On one side, I’ve never gone out of my way to play a game I wouldn’t have otherwise just to get some Achievements. There is a list of notorious Achievement Whore games that have very easy Achievements, most of which aren’t terribly good games otherwise. They include Avatar, which you can get all 1,000 points in about 15 minutes, King Kong, which you get all 1,000 just for finishing the (fairly short) game, and Madden NFL 2006, where you can apparently set the computer to play against itself and get all 1,000 in a matter of hours just by hitting the start but every so often. That’s not my bag. I’m not going to play a crappy or uninteresting game just to score some points.
On the flip side, I do read what the Achievements are for a game before I start playing it. Anything that’s outside the normal game play but would only be a minor detour to get, I’ll do so. Otherwise, I play the game just to play the game. If the game has any interesting Achievements that sound like they’d be fun or challenging to go back and get, I’ll play through again to try and get them.
A perfect example of this would be the infamous “Little Rocket Man” Achievement from Half-Life 2: Episode 2. To get this Achievement you have to launch a garden gnome into space. No, you didn’t misread that. You have to take a little garden gnome and place him in a rocket that will launch him skywards. Thing is, the only garden gnome in the game is towards the very beginning, and the rocket you have to stick him in near the very end. So you have to play through the entire game carrying this little garden gnome with you. Much harder that it sounds, and so ridiculous that I just couldn’t help but try it. I grew to hate that little bastard by the time the end rolled around, but then found myself missing him after I’d blasted him off to his ultimate demise. All for a lousy 35 Achievement Points. Well played, Valve.
I wouldn’t avoid a game because it has a bad set of Achievements either. Oblivion, for example, is one of my favorite games and it has a very uninspired set of Achievements. You get all 1,000 for just finishing the main quest and all the major side quests. No real challenge at all. Gears of War, which I also enjoyed quite a bit, has some of the most difficult Achievements around. You get practically nothing for finishing the game, unless you finish it on the most preposterously hard difficulty level, and most of them require a huge amount of time spent on the multi-player portion of the game. I enjoyed both regardless of the Achievements. One I nailed all 1,000 points for, the other less than 100.
So am I an Achievement Whore? No, I don’t think so. Okay, I’ll confess that I’ve even been known to go to one of the several sites that list Achievements and print out a list to check off from as I go. But I’m not going to knock myself out trying to score them all. When Avatar or King Kong turns up in my gaming history, you can label me so. Until then, I think not. Still, there is something extra satisfying to hear that little “bloop” sound effect and watch “Achievement Unlocked” pop up on the screen. Good times.

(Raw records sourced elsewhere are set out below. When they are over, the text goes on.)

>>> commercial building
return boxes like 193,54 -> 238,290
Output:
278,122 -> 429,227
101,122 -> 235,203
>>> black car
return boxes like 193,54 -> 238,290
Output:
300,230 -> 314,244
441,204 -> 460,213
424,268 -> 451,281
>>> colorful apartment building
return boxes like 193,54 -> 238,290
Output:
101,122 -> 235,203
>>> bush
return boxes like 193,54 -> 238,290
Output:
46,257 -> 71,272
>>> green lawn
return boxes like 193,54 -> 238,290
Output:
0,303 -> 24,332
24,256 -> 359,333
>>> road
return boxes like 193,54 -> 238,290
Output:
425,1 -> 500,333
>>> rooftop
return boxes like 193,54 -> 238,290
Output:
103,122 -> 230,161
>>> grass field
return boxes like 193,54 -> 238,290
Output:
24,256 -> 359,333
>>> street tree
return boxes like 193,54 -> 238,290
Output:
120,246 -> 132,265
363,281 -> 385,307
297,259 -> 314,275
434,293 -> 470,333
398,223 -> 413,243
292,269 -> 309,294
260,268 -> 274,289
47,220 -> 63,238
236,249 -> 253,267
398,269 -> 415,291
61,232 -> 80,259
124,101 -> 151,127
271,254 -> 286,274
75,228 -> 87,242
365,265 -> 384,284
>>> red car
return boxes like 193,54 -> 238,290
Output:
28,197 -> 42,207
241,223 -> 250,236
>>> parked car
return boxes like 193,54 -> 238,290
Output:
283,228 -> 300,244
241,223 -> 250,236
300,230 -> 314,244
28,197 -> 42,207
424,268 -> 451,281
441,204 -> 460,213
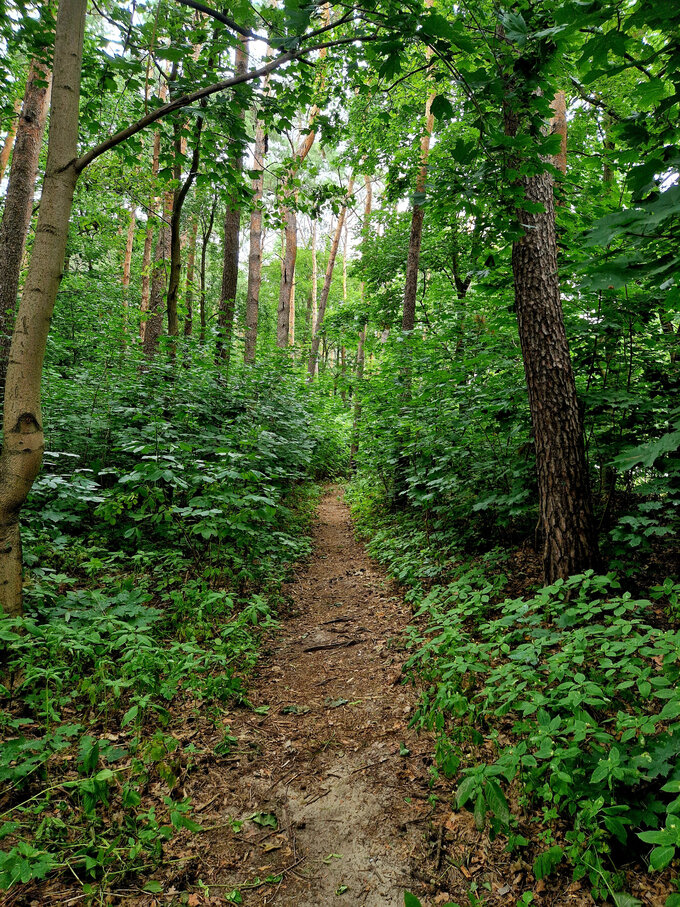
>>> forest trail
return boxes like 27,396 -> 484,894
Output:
178,487 -> 442,907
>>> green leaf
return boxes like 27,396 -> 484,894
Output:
614,891 -> 642,907
649,845 -> 675,871
534,844 -> 564,881
430,94 -> 455,120
484,779 -> 510,825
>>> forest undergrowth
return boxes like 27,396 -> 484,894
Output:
0,352 -> 345,896
348,475 -> 680,907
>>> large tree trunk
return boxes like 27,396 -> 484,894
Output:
216,38 -> 248,375
512,162 -> 598,583
0,98 -> 21,183
307,176 -> 354,381
0,61 -> 52,400
0,0 -> 87,614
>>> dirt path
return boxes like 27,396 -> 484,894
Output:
177,488 -> 442,907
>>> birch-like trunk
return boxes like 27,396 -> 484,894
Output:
0,61 -> 52,400
0,98 -> 21,183
0,0 -> 87,614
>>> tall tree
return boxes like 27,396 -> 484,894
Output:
307,174 -> 354,381
217,37 -> 248,374
0,0 -> 87,614
504,75 -> 599,583
0,60 -> 52,399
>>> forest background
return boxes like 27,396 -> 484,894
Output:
0,0 -> 680,904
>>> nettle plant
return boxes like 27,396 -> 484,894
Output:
407,572 -> 680,897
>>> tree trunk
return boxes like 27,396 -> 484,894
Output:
0,60 -> 52,400
122,205 -> 137,334
216,38 -> 248,375
276,3 -> 331,349
142,191 -> 174,359
0,98 -> 21,183
0,0 -> 87,614
401,94 -> 435,331
310,220 -> 319,331
139,82 -> 168,343
198,199 -> 217,344
243,120 -> 265,362
349,174 -> 373,469
512,164 -> 598,583
167,117 -> 203,348
184,216 -> 198,337
276,208 -> 297,349
307,176 -> 354,381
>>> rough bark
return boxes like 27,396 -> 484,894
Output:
276,207 -> 297,349
401,94 -> 435,331
139,82 -> 168,343
121,205 -> 137,333
0,98 -> 21,183
276,3 -> 331,349
307,176 -> 354,381
349,174 -> 373,470
142,191 -> 174,359
311,220 -> 319,330
167,117 -> 203,337
216,38 -> 248,374
0,61 -> 52,399
0,0 -> 86,614
243,120 -> 265,362
512,163 -> 598,583
184,216 -> 198,337
198,199 -> 217,344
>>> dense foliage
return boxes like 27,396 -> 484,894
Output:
0,0 -> 680,907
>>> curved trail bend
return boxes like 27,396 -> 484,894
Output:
187,488 -> 441,907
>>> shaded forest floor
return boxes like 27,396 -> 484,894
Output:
19,487 -> 667,907
137,487 -> 592,907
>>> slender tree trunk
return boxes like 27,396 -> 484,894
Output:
139,82 -> 168,343
198,199 -> 217,345
311,220 -> 319,331
243,120 -> 265,362
0,98 -> 21,183
307,176 -> 354,381
184,215 -> 198,337
122,205 -> 137,334
216,38 -> 248,375
167,117 -> 203,348
142,191 -> 174,359
505,94 -> 599,583
276,207 -> 297,349
394,80 -> 435,508
0,0 -> 86,614
0,61 -> 52,399
349,174 -> 373,469
401,93 -> 435,331
276,3 -> 331,349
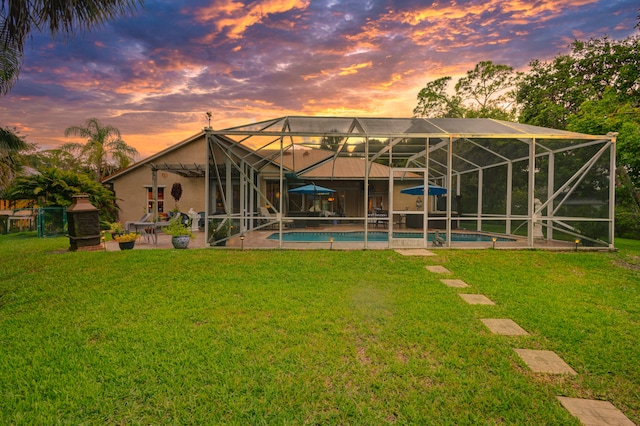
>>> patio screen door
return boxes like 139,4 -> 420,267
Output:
389,168 -> 432,248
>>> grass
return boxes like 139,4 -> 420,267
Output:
0,234 -> 640,425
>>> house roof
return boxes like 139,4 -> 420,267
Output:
212,116 -> 603,139
102,132 -> 205,183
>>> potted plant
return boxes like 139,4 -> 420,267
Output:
162,220 -> 195,249
114,232 -> 140,250
109,222 -> 124,240
209,219 -> 231,246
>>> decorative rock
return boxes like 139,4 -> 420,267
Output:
440,280 -> 469,288
556,396 -> 633,426
480,318 -> 529,336
458,293 -> 495,305
425,265 -> 451,274
514,349 -> 578,376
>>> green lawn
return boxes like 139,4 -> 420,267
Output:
0,234 -> 640,425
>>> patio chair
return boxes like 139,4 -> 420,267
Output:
433,231 -> 444,247
124,213 -> 153,232
260,207 -> 293,227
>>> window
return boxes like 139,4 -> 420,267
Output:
146,186 -> 164,213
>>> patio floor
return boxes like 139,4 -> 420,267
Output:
106,224 -> 608,251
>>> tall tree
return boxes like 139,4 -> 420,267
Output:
0,0 -> 142,95
413,61 -> 520,120
516,36 -> 640,129
7,167 -> 117,222
0,126 -> 29,191
64,118 -> 138,180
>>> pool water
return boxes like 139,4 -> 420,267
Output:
267,231 -> 515,243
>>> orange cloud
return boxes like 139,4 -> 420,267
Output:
196,0 -> 310,39
338,61 -> 373,75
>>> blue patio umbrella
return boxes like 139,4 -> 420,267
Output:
289,183 -> 336,195
400,185 -> 447,195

So there you have it. Are they important? Sure, to some level. A good set of Achievements can add a new dimension to a game. Offer new challenges, give a reason to play the game again, and encourage you to try things you might not have otherwise. They can even encourage good teamwork in multiplayer. That they add value can’t be argued. Sony has watched gamers who have both an Xbox 360 and a Playstation 3 choose to buy a cross-platform game for the 360 just because it has Achievements. They’ve recognized that value and are adding their own version of the Achievement system to the PS3 later this year.
And that 10,000th Achievement? “Daredevil”, from Burnout Paradise. Got 25 points for doing a double barrel roll. And yes, I was explicitly trying to do a double barrel roll to get the Achievement. Maybe I am a whore after all.